今年の冬は粋な帽子でキメようと思って、わが後免の町をうろついてみたが、どの角を曲がっても帽子屋の看板がない。たばこ屋の主に帽子屋の所在を聞いてみても、「戦前はあったけど、近頃は見ないね」と言うだけだった。戦前、ですか?「高知市まで出れば帽子屋はたくさんあるからね。」なるほど、そうには違いない。だけど、帽子屋のない町なんて想像できるだろうか。
 なにがなんでもこの町で帽子屋を見つけるんだ、僕は思った。麦藁帽の爺さんや正ちゃん帽の女の子を僕は見かけている。この帽子がすべて高知市の帽子屋から供給されているなどとは、僕には考えられない。どこかで闇の帽子屋がひそかに営業しているはずなんだ。

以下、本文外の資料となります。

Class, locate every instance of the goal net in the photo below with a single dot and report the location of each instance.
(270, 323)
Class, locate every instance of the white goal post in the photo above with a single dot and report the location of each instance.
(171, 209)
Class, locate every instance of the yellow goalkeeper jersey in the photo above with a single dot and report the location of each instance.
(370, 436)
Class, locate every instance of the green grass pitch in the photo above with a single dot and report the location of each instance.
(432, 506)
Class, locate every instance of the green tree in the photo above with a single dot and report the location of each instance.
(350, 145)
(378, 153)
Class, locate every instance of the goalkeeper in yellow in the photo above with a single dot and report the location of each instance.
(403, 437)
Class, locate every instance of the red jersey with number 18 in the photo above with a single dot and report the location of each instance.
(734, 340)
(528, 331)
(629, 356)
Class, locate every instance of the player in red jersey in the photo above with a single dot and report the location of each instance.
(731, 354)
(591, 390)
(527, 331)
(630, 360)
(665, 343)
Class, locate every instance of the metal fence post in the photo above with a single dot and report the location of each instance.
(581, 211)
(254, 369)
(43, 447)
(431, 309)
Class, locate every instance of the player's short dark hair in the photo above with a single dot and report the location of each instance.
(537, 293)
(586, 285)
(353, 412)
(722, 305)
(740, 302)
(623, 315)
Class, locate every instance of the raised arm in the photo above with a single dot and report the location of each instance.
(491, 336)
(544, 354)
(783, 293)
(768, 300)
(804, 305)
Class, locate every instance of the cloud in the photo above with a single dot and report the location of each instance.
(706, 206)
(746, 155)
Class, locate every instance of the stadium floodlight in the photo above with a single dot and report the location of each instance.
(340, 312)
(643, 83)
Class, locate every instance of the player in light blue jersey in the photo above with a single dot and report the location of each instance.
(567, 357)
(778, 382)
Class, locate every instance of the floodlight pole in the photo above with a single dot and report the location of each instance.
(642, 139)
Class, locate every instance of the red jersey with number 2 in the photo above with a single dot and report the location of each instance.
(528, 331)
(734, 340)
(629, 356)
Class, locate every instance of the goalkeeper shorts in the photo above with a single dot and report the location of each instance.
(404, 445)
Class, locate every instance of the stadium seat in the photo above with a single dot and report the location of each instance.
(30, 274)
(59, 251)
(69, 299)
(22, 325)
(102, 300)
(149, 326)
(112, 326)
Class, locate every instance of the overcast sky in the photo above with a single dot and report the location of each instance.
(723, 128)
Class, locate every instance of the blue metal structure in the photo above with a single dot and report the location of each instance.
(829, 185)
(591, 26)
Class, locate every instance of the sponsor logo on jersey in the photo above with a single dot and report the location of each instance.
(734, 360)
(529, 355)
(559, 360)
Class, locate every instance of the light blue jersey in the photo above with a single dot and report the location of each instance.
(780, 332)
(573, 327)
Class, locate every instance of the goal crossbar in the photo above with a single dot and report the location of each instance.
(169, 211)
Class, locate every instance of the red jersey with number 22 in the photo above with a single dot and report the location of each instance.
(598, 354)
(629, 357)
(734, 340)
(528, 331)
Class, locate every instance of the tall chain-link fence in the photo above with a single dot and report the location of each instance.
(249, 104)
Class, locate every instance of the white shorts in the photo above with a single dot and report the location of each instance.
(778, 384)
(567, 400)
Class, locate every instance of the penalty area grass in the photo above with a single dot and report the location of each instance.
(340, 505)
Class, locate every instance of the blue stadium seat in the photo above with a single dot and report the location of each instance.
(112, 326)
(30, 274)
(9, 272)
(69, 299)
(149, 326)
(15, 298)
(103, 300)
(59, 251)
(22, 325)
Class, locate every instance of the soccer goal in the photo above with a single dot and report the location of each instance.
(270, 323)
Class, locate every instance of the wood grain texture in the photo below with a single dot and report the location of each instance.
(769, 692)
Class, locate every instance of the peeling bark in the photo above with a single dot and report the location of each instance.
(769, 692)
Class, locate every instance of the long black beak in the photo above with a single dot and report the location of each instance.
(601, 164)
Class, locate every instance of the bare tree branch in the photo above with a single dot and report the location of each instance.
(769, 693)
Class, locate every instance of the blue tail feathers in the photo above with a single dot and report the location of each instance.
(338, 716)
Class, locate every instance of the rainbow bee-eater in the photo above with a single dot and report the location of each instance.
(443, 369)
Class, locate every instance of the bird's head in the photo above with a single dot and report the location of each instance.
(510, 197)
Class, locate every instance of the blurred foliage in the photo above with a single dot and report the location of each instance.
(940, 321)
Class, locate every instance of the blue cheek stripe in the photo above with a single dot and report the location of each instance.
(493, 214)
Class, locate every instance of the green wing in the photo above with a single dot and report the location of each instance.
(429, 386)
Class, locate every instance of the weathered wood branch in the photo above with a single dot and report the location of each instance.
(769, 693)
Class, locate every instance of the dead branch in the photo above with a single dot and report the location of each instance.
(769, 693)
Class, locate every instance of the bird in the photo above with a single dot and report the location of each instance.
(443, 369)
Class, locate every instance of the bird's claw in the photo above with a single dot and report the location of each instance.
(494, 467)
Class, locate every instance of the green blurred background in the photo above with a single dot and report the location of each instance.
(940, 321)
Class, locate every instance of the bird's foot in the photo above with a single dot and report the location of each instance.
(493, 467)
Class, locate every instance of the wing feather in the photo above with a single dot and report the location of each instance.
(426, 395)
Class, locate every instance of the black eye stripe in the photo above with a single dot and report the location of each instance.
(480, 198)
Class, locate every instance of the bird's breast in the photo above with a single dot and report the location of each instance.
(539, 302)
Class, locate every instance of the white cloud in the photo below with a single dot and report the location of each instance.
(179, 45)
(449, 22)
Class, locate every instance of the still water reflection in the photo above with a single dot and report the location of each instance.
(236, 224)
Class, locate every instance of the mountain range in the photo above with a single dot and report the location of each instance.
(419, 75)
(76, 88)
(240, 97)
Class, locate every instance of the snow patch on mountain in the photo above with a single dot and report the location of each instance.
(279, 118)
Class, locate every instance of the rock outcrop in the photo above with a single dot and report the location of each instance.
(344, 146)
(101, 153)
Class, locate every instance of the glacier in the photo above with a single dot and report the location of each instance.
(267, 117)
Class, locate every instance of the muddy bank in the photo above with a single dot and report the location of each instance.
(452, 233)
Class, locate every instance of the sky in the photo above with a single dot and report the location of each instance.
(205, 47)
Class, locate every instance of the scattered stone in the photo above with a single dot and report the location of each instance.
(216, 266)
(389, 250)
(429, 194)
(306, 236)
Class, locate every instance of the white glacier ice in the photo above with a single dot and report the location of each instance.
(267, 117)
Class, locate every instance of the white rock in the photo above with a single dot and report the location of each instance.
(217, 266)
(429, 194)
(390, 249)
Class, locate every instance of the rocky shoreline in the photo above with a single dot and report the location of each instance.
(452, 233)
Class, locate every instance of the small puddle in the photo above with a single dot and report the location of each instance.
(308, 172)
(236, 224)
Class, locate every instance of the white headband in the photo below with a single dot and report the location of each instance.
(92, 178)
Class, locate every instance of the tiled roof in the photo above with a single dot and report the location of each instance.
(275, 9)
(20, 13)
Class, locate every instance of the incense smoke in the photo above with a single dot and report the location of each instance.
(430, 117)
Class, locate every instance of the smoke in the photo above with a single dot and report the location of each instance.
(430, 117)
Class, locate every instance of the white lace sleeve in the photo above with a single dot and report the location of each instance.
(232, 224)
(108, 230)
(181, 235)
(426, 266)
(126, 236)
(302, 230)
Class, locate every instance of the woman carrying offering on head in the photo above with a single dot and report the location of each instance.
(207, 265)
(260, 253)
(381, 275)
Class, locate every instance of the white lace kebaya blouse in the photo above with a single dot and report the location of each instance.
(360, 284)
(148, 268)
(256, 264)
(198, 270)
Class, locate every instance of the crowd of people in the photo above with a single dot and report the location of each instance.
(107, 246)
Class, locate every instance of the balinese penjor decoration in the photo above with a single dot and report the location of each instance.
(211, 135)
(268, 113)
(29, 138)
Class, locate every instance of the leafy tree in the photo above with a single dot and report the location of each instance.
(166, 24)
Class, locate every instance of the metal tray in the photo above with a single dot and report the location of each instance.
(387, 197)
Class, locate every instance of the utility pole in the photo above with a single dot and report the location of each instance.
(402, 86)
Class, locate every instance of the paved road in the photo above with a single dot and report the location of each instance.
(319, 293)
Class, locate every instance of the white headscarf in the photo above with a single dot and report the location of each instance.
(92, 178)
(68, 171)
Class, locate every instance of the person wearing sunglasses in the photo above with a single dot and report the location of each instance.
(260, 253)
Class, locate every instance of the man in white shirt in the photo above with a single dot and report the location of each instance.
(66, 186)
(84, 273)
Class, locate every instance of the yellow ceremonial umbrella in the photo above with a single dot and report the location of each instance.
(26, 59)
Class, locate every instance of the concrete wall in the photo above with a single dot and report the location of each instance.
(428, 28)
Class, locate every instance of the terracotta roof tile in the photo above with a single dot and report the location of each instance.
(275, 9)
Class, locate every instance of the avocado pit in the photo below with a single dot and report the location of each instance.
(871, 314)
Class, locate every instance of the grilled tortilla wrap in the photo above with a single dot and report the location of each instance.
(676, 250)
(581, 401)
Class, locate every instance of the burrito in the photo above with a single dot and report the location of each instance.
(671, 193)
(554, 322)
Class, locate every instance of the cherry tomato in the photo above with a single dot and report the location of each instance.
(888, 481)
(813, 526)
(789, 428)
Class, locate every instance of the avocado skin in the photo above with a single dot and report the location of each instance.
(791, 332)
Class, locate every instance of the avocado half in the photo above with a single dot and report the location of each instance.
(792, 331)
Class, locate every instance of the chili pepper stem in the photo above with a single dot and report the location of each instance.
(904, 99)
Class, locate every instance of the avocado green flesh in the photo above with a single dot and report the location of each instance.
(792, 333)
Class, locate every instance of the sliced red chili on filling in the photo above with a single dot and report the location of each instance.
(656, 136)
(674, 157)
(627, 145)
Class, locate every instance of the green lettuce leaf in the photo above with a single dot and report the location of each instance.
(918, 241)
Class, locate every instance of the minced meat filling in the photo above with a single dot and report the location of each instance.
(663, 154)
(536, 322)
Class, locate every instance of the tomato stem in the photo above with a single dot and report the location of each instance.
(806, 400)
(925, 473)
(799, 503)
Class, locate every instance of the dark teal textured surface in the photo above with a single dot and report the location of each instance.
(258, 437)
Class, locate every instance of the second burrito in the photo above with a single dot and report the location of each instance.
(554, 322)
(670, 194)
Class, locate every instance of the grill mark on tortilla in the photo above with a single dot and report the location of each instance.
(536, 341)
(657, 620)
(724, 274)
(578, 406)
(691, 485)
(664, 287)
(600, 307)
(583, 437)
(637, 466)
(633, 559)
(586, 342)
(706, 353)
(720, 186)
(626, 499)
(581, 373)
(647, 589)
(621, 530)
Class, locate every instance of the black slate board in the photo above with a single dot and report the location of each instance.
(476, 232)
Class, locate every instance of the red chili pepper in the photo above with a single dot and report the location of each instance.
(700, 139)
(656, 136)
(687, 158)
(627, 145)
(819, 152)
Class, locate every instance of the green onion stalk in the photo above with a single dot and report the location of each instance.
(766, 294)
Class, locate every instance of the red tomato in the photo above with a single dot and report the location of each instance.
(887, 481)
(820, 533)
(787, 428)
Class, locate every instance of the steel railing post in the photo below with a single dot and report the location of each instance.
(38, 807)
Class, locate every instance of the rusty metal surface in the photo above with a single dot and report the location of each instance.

 そしてその帽子をかぶった人たちは決して善良な市民なんかじゃなく、駅の時計を遅らせたり、深夜平気で間違い電話をかけてくる奴らなんだ。闇ルートの奴らは僕らのささやかな努力や平安をせせら笑っているに違いないのだ。
 僕は裏小路を経めぐり、どぶ板を踏み越え、物干し竿のおむつの間から帽子屋を探そうと歩いた。小一時間も歩いたろうか---この小さな町で小一時間も歩くなんて尋常でなかった---僕はへとへとになった。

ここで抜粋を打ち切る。